The other reason is that I’m actually making use of more of the great resources available to would-be iOS developers. The company I work for recently added full Lynda.com access as an employee benefit. I’ve been making use of that, particularly the Swift related courses such as iOS App Development with Swift Essential Training. It’s a pretty quick skim of topics, but it’s good for exposure to some of the concepts to help them start percolating in the brain.

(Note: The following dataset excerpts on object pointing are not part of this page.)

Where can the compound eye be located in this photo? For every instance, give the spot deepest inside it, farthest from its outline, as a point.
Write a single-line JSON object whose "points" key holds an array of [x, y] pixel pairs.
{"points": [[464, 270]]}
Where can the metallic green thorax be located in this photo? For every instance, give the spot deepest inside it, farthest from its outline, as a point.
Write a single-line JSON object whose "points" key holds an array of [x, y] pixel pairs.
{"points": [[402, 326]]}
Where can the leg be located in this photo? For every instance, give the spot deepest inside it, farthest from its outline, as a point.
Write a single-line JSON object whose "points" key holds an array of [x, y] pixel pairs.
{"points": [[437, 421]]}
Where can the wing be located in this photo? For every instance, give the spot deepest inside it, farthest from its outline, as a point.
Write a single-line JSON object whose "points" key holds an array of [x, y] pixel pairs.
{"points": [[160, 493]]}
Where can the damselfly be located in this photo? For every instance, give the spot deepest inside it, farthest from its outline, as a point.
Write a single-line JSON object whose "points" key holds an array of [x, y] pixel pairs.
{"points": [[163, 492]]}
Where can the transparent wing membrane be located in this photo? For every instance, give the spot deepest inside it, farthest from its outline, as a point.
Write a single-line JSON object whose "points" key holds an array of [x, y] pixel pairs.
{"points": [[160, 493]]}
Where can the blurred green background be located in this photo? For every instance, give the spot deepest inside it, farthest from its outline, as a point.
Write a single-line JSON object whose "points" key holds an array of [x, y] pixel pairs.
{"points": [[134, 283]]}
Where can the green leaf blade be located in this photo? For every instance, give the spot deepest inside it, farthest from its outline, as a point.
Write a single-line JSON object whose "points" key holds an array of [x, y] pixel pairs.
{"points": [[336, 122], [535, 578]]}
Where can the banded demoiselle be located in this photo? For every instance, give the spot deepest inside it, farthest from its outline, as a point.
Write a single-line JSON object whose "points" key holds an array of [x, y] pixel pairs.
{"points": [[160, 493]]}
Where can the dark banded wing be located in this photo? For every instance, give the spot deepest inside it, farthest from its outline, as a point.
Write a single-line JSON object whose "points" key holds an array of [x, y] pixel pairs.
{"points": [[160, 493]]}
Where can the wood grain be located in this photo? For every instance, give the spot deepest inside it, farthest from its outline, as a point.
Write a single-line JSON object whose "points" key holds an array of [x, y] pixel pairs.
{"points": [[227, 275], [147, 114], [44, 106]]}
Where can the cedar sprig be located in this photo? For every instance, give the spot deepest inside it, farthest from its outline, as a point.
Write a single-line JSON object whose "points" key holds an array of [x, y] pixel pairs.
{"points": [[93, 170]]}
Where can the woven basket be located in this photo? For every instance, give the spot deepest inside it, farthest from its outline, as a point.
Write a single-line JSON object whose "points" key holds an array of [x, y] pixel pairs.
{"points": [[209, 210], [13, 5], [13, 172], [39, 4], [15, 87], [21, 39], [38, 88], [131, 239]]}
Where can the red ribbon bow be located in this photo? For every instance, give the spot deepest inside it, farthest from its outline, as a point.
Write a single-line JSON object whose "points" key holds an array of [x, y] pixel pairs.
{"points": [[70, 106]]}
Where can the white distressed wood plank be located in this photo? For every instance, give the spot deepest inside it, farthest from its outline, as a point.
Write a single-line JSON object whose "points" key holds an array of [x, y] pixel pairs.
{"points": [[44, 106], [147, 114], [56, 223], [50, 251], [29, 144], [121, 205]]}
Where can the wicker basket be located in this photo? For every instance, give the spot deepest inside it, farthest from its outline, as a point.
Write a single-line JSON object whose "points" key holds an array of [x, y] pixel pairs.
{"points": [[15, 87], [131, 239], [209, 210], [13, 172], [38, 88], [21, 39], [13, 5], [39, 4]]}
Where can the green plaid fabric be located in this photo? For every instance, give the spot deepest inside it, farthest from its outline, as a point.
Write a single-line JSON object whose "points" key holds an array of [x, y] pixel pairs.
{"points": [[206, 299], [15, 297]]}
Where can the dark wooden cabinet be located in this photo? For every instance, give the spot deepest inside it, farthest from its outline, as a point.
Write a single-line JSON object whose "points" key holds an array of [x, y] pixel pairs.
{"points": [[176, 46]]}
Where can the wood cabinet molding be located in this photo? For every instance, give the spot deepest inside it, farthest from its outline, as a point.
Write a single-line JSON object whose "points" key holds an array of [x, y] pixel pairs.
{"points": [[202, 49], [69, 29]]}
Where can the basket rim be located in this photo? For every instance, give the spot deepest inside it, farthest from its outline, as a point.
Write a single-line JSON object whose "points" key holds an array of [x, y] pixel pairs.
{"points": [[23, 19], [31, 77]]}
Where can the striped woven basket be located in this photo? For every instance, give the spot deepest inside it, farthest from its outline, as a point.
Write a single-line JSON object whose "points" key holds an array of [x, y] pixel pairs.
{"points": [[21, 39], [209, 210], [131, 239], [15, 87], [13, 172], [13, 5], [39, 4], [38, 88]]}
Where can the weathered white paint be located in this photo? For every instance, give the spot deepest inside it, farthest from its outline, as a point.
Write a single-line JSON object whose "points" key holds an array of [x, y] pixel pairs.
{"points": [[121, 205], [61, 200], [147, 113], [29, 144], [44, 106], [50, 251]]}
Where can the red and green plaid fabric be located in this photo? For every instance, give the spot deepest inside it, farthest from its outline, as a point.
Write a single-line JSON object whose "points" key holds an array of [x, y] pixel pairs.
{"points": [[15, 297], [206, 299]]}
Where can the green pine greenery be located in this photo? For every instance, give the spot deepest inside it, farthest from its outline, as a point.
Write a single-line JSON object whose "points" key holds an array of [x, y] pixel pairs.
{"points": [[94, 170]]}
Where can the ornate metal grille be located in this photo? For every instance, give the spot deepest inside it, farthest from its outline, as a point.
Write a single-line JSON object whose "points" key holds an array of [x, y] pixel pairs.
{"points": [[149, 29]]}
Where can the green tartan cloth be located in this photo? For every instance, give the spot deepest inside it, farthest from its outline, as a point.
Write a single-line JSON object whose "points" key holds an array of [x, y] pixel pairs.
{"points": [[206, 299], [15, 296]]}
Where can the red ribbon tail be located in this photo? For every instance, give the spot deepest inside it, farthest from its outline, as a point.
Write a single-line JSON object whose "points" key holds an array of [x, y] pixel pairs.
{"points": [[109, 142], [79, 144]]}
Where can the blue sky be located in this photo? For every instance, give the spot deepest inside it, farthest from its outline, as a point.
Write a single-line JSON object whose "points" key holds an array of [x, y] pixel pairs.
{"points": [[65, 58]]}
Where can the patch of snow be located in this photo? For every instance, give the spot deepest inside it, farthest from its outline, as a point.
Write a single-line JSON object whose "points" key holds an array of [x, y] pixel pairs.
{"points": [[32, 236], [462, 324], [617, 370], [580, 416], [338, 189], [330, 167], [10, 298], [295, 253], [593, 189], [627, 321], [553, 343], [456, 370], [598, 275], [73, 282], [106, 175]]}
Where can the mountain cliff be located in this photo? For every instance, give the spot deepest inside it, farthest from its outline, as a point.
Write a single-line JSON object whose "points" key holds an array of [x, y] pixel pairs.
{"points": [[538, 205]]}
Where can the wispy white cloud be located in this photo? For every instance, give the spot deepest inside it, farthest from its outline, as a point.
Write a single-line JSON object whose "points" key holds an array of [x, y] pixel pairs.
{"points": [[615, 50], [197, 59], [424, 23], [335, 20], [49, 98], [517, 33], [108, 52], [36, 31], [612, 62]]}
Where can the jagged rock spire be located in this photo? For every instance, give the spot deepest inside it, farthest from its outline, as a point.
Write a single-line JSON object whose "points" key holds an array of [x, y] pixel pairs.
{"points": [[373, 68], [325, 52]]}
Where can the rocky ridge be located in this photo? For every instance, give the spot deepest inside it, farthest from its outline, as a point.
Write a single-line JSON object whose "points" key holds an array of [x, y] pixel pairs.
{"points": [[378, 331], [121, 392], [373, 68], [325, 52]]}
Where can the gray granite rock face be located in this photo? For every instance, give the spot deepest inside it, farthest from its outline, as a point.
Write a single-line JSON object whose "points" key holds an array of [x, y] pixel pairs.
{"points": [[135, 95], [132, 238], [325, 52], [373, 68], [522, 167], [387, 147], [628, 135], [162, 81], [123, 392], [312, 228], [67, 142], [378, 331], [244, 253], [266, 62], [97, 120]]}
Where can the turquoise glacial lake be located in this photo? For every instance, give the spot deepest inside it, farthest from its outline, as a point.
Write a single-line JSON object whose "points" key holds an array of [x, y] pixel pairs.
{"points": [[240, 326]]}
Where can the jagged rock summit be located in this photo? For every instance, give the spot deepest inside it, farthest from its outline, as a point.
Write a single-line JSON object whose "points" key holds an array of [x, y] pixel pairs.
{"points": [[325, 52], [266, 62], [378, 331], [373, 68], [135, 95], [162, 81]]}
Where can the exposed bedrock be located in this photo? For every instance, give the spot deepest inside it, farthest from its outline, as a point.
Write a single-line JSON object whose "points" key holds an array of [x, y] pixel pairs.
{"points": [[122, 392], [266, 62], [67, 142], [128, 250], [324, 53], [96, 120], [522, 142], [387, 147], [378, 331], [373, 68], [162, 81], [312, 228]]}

I’m also working through the latest incarnation of the Stanford CS193p class, Developing iOS 8 apps with Swift, available in iTunes U. I’m not trying to trash talk anyone, but I’m pretty sure no one else going through the homework assignments has an icon for their calculator app equal to mine.1

Unlike a lot of people getting into iOS programming, I’m not doing this for anything other than the enjoyment of it and the learning experience. I’ve done a lot of programming in the past, and while I’ve certainly never been known for my speed or algorithmic genius, I enjoy it. Learning iOS programming with no specific goals in mind reminds me a lot of when I first started learning programming with Basic and Pascal back in the day.2

I’ve never been a great time manager. Cycling through interests is the only way I know how to get to them all. What it means is that some of them get ignored for long periods of time, and unfortunately writing has been in that category lately. I’m sorry. I know how sad you’ve been without a fresh dose of banalities from me on a regular basis.

If your name is John Nemo, and you’re reading this, I know I owe you a couple articles, one of them being an exciting tome on iOS Scanning Apps. I haven’t forgotten. Just let me get this calculator history ticker working real quick first.


  1.  See what I did there? Calculator… equal… Ok, never mind… Sigh. 
  2.  I know it’s hip to look back on Pascal with an upturned nose, but it’s indefensible. I loved Pascal. Greatest learning language ever, in my opinion.